UPDATE: In Sunday's Washington Post, William D. Eggers and John O'Leary offer a fascinating sneak peek of their new book, If We Can Put a Man on the Moon: Getting Big Things Done in Government. Eggers and O'Leary offer five points of which, one, the idea of a "bridger," is germane to what was mentioned above, about getting across "the chasm," in re: making the healthcare system work. Here's that portion:

What do the Apollo mission, the 1964 Alaska earthquake recovery and the Iraq troop surge all have in common? Critical to the success of each was the presence of a "bridger." This is a leader who can move between the political and bureaucratic worlds -- the rare person who can translate bureaucratic language to politicians and tell the political masters when they are off course.

With Apollo it was NASA Administrator James Webb; in Alaska it was career civil servant Dwight Ink; with the surge it was Gen. David Petraeus. Such individuals are critical to executing history-making undertakings but are often undervalued at the time.
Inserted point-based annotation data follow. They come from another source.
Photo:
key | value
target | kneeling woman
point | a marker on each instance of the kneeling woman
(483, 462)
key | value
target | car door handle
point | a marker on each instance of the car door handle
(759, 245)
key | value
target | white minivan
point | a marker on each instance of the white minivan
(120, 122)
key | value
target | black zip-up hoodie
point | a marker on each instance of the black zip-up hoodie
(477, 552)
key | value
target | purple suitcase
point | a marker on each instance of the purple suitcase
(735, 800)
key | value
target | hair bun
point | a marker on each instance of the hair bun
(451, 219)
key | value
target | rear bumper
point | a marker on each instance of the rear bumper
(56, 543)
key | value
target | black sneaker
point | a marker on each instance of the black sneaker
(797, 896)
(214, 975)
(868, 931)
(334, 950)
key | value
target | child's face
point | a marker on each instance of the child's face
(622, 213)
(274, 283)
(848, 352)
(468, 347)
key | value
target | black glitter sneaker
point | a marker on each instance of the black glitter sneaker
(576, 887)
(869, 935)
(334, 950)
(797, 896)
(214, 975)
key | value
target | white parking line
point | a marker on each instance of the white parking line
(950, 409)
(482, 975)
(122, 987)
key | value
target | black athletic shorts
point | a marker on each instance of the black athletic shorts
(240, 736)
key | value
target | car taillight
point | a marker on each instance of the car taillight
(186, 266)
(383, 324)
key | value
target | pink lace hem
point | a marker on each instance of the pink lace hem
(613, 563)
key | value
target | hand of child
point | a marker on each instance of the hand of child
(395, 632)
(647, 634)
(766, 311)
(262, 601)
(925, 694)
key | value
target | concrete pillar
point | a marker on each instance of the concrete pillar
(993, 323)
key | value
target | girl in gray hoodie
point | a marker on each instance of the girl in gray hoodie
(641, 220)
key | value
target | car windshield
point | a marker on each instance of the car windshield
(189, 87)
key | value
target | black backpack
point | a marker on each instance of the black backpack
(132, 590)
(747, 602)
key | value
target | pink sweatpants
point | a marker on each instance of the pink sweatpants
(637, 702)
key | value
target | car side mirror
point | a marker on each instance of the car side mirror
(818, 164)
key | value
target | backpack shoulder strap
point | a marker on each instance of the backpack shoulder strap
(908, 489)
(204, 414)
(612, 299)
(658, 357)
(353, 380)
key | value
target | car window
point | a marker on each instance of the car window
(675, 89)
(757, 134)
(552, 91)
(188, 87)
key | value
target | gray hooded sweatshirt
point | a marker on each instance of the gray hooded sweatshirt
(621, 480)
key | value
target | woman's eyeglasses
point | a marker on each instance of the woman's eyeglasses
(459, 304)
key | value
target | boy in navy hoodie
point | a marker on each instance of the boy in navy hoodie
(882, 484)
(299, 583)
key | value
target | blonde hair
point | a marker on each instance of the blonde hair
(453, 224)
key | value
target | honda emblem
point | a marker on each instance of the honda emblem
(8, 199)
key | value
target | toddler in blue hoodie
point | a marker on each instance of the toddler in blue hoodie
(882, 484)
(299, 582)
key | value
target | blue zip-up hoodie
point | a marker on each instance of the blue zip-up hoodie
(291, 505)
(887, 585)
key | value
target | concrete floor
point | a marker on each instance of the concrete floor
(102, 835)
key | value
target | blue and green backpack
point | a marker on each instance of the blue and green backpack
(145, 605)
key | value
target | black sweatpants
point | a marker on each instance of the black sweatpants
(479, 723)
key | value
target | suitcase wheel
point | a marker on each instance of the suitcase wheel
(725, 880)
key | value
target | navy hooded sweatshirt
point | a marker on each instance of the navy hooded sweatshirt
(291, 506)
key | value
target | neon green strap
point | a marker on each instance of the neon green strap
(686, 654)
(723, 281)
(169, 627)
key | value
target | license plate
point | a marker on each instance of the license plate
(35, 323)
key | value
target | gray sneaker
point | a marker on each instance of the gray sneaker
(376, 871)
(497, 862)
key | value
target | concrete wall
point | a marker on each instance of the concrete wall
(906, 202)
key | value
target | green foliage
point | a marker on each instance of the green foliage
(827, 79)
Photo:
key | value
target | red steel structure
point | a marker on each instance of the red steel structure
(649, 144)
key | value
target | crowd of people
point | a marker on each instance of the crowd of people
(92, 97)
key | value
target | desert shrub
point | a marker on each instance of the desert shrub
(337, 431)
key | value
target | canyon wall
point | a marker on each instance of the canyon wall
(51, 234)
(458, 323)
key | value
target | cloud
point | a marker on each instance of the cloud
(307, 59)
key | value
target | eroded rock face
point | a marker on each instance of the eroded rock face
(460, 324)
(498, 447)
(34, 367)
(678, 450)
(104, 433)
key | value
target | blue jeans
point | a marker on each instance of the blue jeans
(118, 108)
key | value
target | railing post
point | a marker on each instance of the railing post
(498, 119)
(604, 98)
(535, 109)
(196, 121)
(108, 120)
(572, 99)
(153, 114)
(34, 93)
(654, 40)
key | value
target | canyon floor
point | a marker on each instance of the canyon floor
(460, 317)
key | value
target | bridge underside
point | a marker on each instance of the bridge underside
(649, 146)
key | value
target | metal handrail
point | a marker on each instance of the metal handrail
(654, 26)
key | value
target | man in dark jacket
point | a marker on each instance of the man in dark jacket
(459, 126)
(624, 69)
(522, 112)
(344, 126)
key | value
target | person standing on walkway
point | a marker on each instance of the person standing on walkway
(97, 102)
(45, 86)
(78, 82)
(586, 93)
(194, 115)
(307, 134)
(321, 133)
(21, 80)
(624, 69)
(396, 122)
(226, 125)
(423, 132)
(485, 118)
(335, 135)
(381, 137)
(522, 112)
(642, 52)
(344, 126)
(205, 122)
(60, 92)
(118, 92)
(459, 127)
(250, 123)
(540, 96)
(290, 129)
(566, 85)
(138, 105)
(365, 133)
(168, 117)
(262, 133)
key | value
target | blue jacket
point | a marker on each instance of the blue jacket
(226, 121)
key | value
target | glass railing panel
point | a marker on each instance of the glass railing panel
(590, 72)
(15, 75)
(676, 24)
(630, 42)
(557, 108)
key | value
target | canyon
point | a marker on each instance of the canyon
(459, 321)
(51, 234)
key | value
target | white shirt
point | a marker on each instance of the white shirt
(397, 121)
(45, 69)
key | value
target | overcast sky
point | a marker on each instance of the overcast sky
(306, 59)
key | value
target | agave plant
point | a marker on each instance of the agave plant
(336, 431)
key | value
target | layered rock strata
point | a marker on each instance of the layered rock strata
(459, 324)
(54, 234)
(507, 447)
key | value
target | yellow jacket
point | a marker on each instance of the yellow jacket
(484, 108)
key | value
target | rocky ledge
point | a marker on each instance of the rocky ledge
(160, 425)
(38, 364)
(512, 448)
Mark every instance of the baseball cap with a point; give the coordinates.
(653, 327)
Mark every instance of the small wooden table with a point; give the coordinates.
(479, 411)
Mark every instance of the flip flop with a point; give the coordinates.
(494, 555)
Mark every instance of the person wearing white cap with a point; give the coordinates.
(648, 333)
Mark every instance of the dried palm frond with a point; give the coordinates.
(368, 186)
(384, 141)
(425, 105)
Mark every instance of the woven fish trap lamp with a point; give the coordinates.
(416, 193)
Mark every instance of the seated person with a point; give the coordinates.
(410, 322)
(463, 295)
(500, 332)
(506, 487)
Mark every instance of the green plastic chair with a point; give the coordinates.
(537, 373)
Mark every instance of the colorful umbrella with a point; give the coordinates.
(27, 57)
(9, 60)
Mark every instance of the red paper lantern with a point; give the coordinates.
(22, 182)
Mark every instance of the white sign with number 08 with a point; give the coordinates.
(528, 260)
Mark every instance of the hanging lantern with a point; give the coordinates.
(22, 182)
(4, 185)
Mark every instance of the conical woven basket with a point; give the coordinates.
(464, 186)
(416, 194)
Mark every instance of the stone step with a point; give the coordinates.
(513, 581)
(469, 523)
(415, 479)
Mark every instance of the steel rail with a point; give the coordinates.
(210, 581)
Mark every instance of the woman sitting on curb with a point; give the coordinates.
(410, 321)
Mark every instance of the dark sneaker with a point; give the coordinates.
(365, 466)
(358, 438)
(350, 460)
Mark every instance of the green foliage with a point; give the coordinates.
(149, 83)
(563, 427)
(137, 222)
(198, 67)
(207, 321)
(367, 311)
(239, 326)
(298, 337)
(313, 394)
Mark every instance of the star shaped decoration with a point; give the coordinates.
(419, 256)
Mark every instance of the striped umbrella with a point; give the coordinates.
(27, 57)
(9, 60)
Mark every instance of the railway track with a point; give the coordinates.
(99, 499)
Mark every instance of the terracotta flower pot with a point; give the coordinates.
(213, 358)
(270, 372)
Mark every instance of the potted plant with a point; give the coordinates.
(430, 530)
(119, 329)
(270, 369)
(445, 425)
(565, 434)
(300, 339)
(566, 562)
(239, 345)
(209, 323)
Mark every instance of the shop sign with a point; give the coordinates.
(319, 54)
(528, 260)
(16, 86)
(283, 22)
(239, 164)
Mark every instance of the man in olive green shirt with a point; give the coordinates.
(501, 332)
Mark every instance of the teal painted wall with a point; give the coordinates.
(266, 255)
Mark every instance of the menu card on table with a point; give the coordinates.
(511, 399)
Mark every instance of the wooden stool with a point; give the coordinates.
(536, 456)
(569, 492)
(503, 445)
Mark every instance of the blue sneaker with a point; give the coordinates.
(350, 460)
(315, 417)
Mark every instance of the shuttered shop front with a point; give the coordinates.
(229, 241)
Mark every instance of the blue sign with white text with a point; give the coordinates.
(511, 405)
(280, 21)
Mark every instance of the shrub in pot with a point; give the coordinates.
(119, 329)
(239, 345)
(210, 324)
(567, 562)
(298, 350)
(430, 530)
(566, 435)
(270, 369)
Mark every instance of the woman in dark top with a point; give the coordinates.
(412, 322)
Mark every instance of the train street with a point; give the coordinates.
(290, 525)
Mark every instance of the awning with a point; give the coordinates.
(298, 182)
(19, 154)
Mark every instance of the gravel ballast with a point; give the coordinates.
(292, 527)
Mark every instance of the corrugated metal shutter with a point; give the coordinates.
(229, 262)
Webb was a quintessential bridger. President John F. Kennedy chose him to lead NASA through the political, administrative and technical challenges of putting a man on the moon, and it proved a wise decision. Though an early draft of Kennedy's 1961 man-on-the-moon speech had set 1967 as the goal for a lunar landing, Webb added what he called an "administrative discount" of two years to account for unforeseen contingencies. He also doubled the cost estimates developed by NASA for the Apollo mission before sending them to the president, adding his administrative realism to counter the optimism of his technical staff.

1 comment:

  1. This will put things in the proper prospective-This is a fine mess that you have got us in, Ollie. If you are old enough to remember that one, you probably have worked in some good jobs knew the value of a good education and have the ability to quantify this bill and realize the repercussions by getting past the hooks.I am not sure the hooks will come off as stated, the Stimulus and the Clunker Plan also had hooks and promises. As Mr. Pinkerton made a salient point here that I completely agree with is that there are a shortage of Americans who can discuss all the ramifications of this bill with each other. Revealing this information by an individual equipped with higher education and working in the journalism vocation must be handled deftly to ensure not being viewed as some pedantic, self aggrandizing, pompous know it all. Someone like myself, is much more likely to not be taken aback by a son or daughter being insured until 26, no pre-existing conditions to disqualify and more hooks and start to dice up all the problems that this bill will cause us. First, taxes for everybody will rise. Whether they are payroll taxes or consumption taxes, we will all have to pay higher taxes for several years before the first benefit kicks in. Some portion of the uninsured will stand to the side where a struggling Medicaid program swamps the states. There will be Medicare cuts. Walgreen in one state has already refused to fill Medicaid prescriptions.If the medical profession and the providers are hammered by fee losses, they will leave and believe me they know how to do it. They cannot force a doctor to accept any insurance and they will go in great numbers to a cash only payment system. Obama and the Democrats are biting the hand of these that heal us. Meanwhile, the laborers, office workers and cashiers of America may have seen the hooks and were satisfied. The Democrats know their aptitude for bills and statutes and that is one of the reasons they capitalized on the shortcomings of their constituents.